Tagged: Philosophy

Evaluating Values

This weeks reading involved, “A Question of Values: Six Ways We Make the Personal Choices That Shape Our Lives,” by Hunter Lewis. The excerpt from the section “Sorting it Out” outlined how humans discover and assign our values. Lewis describes mental modes or the different methods in which we come to know things. The 6 different modes described are sense experience, deductive logic, emotion, intuition, authority, and science.

It was interesting to take a step back and consider how I have come to obtain certain values and knowledge in my life. For a long time, I have believed that values are a learned behavior and that many of the choices I make are based off of things I know to be true through logic. As a scientist, I find truth through observation and experience rather than through emotion or intuition. With that said, seldom do I realize that there are probably many aspects of my life where I have learned things through sense experience and emotion.

When I think about why I value logic and the laws of science over something like emotion I can’t help but wonder if the people we surround ourselves with and our career paths play a role in our developing values. Did I choose to study science because I value logic or have I placed a higher value on logic because I have chosen science as my field of study? This might be a chicken vs. egg type question that we could debate for hours.

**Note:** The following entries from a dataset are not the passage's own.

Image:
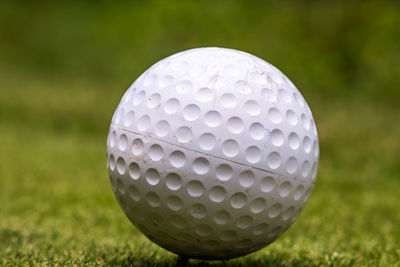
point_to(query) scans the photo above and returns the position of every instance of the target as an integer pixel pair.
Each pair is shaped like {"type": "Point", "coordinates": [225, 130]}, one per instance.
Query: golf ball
{"type": "Point", "coordinates": [212, 153]}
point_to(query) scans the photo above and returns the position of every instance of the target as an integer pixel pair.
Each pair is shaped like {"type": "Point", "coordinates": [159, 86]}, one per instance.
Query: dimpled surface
{"type": "Point", "coordinates": [212, 153]}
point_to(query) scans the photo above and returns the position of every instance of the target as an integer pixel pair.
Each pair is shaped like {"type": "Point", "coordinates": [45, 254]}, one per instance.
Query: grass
{"type": "Point", "coordinates": [60, 86]}
{"type": "Point", "coordinates": [58, 207]}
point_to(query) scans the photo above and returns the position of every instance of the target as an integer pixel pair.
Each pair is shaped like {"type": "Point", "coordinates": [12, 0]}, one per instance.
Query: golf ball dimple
{"type": "Point", "coordinates": [212, 153]}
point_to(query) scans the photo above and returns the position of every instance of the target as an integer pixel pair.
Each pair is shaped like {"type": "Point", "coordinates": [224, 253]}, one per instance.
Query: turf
{"type": "Point", "coordinates": [57, 206]}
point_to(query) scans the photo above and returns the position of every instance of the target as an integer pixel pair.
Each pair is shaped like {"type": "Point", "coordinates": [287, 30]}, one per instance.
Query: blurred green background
{"type": "Point", "coordinates": [65, 65]}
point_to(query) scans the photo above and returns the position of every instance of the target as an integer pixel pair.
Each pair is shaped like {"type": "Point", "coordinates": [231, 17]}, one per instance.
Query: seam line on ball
{"type": "Point", "coordinates": [200, 152]}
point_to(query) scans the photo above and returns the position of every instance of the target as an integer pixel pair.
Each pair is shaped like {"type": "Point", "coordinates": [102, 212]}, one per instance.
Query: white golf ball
{"type": "Point", "coordinates": [212, 153]}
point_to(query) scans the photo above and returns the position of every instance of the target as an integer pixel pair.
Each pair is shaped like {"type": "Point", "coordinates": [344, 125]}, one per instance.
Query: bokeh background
{"type": "Point", "coordinates": [64, 65]}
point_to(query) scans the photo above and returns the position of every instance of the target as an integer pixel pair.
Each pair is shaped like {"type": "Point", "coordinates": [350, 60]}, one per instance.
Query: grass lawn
{"type": "Point", "coordinates": [64, 67]}
{"type": "Point", "coordinates": [58, 206]}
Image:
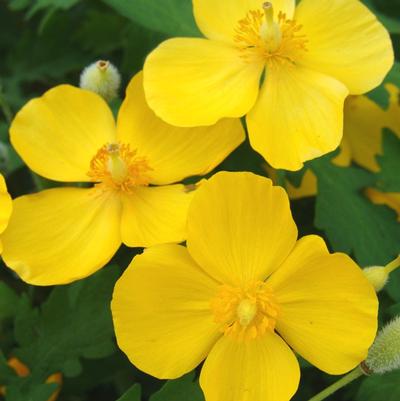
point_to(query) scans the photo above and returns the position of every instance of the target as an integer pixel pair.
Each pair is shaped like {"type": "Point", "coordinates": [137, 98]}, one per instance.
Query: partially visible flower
{"type": "Point", "coordinates": [242, 295]}
{"type": "Point", "coordinates": [308, 57]}
{"type": "Point", "coordinates": [23, 371]}
{"type": "Point", "coordinates": [5, 208]}
{"type": "Point", "coordinates": [364, 122]}
{"type": "Point", "coordinates": [103, 78]}
{"type": "Point", "coordinates": [69, 135]}
{"type": "Point", "coordinates": [384, 355]}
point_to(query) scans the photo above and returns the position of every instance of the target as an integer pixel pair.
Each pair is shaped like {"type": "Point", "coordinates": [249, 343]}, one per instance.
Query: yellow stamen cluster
{"type": "Point", "coordinates": [117, 167]}
{"type": "Point", "coordinates": [259, 38]}
{"type": "Point", "coordinates": [245, 313]}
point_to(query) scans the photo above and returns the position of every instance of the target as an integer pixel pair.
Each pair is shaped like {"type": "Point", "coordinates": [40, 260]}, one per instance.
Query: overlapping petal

Lewis proposes the following flow: mental mode ->way of forming value judgments ->dominant personal value judgment -> specific personal value-> behavior. In this way, our behavior is directly based off of our values and we have created those values based off of what we have learned. I find a lot of truth in this and think that our values can be revealed through our actions and words.

Lewis, H. (1991). Sorting It Out. In A Question of Values: Six Ways We Make the Personal Choices That Shape Our Lives  (pp. 3-19). San Fransisco:Harper.